Ciara is eager to pursue her passion for engineering in college. She will be attending Johns Hopkins University in the fall. Ciara’s interest in engineering began her freshman year, after she shadowed at Redniss and Mead, a small civil engineering company in Stamford, Connecticut, through Sacred Heart’s Shadow Program. The Shadow Program at Sacred Heart offers rising sophomores, juniors, and seniors the opportunity to explore a field that interests them by shadowing a professional.

“I thought the experience at Redniss and Mead was so interesting, and I genuinely had fun every day,” Ciara said. “I thought that [it] was perfect to find a career that you are good at, interested in, and that you love to do.”

Pau will also be continuing her interest in engineering at Massachusetts Institute of Technology. She is enthusiastic about engineering and computers, specifically the technological uses and advances it will provide for the future. She first became interested in engineering the summer going into her junior year after she attended a math and science awards ceremony at Fairfield University. There, she listened to Mr. Usman Asif, Cement Roadstone Holding (CRH) Design and Manufacturing Integration Manager, at Sikorsky Aircraft Corporation discuss his field of work. Mr. Asif leads the combat rescue helicopter engineering team at Sikorsky.

Christine Guido ’20

“I was left completely in awe by his [Mr. Usman Asif’s] presentation and my interest was definitely piqued as he showed all the different machines they work on and design,” Pau said. “He explained how they constantly make changes to their fleets, adding new features to improve them. I was immediately drawn to this as it combined my favorite things: math, design, and problem-solving.”
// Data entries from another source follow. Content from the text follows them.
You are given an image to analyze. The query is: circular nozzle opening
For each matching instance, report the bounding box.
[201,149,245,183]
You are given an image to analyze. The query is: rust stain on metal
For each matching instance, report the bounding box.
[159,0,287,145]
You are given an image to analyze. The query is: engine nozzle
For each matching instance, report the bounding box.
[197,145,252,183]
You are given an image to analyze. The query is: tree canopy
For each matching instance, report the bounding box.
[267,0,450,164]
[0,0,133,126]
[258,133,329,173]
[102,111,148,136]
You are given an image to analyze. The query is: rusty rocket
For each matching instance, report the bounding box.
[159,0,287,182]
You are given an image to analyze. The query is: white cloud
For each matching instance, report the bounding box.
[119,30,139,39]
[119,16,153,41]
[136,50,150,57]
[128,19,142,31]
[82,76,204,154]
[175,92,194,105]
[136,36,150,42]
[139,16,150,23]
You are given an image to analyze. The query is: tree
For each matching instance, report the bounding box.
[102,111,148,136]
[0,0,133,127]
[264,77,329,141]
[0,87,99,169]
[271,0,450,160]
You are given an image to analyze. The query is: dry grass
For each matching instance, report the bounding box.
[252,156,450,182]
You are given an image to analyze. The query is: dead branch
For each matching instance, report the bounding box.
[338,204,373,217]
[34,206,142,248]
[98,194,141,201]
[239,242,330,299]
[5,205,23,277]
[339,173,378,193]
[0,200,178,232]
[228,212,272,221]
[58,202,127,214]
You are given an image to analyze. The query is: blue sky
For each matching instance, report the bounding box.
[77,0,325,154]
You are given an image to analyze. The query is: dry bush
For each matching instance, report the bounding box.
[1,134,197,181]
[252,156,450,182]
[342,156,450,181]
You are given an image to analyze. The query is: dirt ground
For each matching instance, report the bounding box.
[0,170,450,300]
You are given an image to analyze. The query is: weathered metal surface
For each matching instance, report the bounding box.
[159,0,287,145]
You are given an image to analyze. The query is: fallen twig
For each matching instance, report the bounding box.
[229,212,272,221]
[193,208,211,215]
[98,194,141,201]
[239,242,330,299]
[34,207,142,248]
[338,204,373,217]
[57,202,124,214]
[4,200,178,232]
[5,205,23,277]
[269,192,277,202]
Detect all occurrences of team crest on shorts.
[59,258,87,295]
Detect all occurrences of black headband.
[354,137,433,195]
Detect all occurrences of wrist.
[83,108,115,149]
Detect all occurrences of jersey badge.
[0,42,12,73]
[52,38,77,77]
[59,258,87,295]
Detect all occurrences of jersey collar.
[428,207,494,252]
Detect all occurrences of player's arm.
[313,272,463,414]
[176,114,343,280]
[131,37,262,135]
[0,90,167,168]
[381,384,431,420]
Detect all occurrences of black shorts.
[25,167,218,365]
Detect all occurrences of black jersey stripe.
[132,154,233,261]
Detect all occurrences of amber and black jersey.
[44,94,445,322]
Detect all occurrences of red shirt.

In addition, Pau is fascinated with engineering’s impact on the future that combines multiple disciplines and innovations. Engineering and problem-solving have inspired her to be a part of the global and technological evolution.

“I saw that engineering has a direct impact on society, as it provides machines and solutions to groups of people like, in the case of Sikorsky, the military,” Pau said. “Helping to improve the lives of others is something that is and will remain very important to me as I pursue my studies.”